One of the great female Psychedelic Pioneers, Rosemary Woodruff Leary, died on February 7, 2002, at her home in Aptos, California. She was sixty-six years old. Born in St. Louis, Missouri on April 26, 1935 into a conservative Baptist environment, Ro, as she was known to her friends, began her psychedelic journey long before her relationship with Dr. Timothy Leary. In the fifties, as one of the early seekers who prefigured America’s emerging counter-culture, she escaped to New York City at a tender age where she became part of the city’s most progressive music (jazz), art and literary (Beat) circles and experimented with psilocybin mushrooms and peyote. From here the course of events brought her to eventually become the ‘accomplice’ of the “most dangerous man in America”.
The sheer number of psychedelic luminaries present at her memorial, held on April 20 in Santa Cruz, gave testimony to the fundamental role she played during the psychedelic revolution and beyond. Amongst them were Ralph Metzner, Frank Barron, Peggy Hitchcock, Robert Anton Wilson, Michael and Cindy Horowitz, Chet Helms and many others, including Ram Dass who was at her hospital bed.
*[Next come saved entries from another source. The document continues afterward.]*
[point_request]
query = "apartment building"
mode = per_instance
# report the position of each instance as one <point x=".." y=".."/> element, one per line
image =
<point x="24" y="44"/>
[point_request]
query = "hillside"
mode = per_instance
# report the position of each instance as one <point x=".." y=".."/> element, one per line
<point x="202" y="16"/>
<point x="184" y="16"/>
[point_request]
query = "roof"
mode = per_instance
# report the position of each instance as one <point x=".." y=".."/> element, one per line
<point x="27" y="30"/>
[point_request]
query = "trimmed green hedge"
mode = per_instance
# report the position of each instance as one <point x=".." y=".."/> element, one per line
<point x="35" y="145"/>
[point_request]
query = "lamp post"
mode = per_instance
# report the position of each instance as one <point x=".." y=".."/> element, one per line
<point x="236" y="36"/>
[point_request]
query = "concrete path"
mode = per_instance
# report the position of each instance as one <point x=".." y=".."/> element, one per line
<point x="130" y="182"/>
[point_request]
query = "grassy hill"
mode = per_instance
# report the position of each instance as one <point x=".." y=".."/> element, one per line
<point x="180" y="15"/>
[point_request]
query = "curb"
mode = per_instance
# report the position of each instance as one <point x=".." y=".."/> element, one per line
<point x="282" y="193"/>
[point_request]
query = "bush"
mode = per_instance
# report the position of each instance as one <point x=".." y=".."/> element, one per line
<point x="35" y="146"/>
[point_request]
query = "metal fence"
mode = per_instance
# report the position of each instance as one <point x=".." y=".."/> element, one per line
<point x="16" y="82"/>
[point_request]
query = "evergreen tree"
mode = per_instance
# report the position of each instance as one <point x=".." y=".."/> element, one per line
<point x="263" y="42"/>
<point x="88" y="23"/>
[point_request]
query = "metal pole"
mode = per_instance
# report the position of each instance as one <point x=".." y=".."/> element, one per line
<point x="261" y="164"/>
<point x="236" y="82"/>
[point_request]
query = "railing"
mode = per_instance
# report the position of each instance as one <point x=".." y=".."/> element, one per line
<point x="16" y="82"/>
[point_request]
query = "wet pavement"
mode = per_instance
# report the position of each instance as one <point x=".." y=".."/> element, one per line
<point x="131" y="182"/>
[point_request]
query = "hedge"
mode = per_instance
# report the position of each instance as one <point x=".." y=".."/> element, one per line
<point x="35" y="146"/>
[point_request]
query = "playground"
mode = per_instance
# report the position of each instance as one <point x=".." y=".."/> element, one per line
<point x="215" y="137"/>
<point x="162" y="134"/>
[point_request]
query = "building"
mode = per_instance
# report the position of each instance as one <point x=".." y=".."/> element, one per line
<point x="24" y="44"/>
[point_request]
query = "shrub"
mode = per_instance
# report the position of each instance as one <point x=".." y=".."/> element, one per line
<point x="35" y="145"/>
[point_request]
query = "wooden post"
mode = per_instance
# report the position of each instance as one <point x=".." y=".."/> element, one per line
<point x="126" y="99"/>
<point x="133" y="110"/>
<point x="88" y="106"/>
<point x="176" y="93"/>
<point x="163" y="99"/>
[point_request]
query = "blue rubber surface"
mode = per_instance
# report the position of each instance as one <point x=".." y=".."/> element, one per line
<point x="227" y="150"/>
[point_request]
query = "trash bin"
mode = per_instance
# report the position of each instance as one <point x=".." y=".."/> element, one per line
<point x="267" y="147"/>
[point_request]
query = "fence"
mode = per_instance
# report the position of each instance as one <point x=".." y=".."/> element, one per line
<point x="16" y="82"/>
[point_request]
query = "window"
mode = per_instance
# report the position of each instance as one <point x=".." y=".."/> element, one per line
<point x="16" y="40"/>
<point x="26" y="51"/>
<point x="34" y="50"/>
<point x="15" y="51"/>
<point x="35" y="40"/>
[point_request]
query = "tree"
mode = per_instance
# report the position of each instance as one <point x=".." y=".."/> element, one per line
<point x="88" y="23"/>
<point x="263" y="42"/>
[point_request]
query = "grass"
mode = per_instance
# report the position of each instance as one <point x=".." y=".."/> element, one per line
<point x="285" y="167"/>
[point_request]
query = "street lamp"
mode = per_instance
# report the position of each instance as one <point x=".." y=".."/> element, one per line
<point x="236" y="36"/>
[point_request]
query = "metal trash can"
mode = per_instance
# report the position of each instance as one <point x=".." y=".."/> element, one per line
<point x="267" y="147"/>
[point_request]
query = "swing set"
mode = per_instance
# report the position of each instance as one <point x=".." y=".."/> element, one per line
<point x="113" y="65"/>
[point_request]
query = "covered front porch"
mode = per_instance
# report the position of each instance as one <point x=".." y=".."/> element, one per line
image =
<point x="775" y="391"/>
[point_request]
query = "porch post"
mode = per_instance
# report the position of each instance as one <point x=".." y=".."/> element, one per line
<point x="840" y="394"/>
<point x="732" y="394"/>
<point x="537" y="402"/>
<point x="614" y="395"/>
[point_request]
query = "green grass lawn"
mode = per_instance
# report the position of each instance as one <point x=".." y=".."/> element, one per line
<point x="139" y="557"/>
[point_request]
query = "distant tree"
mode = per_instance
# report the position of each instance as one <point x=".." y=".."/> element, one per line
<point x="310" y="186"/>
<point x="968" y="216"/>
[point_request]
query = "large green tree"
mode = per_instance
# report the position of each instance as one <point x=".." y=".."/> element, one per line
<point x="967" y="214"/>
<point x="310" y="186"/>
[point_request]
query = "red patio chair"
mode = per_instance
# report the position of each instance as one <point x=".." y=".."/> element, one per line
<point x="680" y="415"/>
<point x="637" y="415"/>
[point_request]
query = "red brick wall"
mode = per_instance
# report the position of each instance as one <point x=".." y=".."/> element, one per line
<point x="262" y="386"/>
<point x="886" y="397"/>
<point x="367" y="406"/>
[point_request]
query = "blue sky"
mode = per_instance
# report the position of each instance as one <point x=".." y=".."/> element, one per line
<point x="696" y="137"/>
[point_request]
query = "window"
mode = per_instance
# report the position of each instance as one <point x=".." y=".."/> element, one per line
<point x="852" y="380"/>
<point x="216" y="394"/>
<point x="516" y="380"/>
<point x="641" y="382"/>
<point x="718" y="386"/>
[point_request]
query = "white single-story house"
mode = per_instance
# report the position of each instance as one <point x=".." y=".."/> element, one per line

In the 50s and early 60s era, because of the pervasive sexism which obscured women’s intellectual contributions, women rebels were viewed mostly as being muses to their male counterparts. Rosemary Leary soon transcended this role by becoming Timothy Leary’s partner in creating the setting which shaped LSD experimentation in its formative years. As he describes in Flashbacks: “Rosemary and I shared the work too. I was finishing the work of psychedelic poetry based on the Tao Te Ching. Rosemary edited the manuscript. She joined….me in preparing the slide shows and tapes we used in our weekend workshops in various cities around the East Coast. We tried to stimulate LSD experiences with sounds, strobes and slides, as Ralph, Michael and I alternated murmured narration and Yogic instructions while Rosemary whispered philosophic poetry, hour upon hour, recapitulating the evolution of the species, taking our astounded participants up the chakras of their bodies.” (Flashbacks, pp. 232-3.)
Her greatest contribution to the psychedelic movement was surely her consistent refusal to cooperate with Federal Authorities. She received thirty days of solitary confinement for not testifying against Leary after G. Gordon Liddy busted Millbrook in 1966. Then she proceeded to orchestrate Leary’s escape from prison in 1970 with the aid of the Weather Underground and planned for their subsequent escape to Algeria. Most critically, that same year she refused an offer of amnesty from the FBI in exchange for providing names of others who had committed illegal acts in the name of freedom of consciousness. This selfless show of bravery was to define the course of her life.
In her own words: “After escaping from Algeria, and suffering through yet another arrest and release in Switzerland, I left Leary, searching for a country that would allow me to find some peace and sanity. What followed were years of adventure and fear in some very far-flung places. I lived underground as a fugitive for twenty-four years in Europe and the Americas, long after Leary was captured again and eventually released from the US prison system.” Because of Rosemary Leary, many founding members of the psychedelic movement lived out their lives in freedom rather than jail cells. She paid a high price for the freedom of others: not until 1995 could she say, “I have regained my freedom and I am free again to write.” But she paid this price willingly because of what psychedelics had taught her: that there are truths more fundamental and significant than the laws of men intoxicated with power.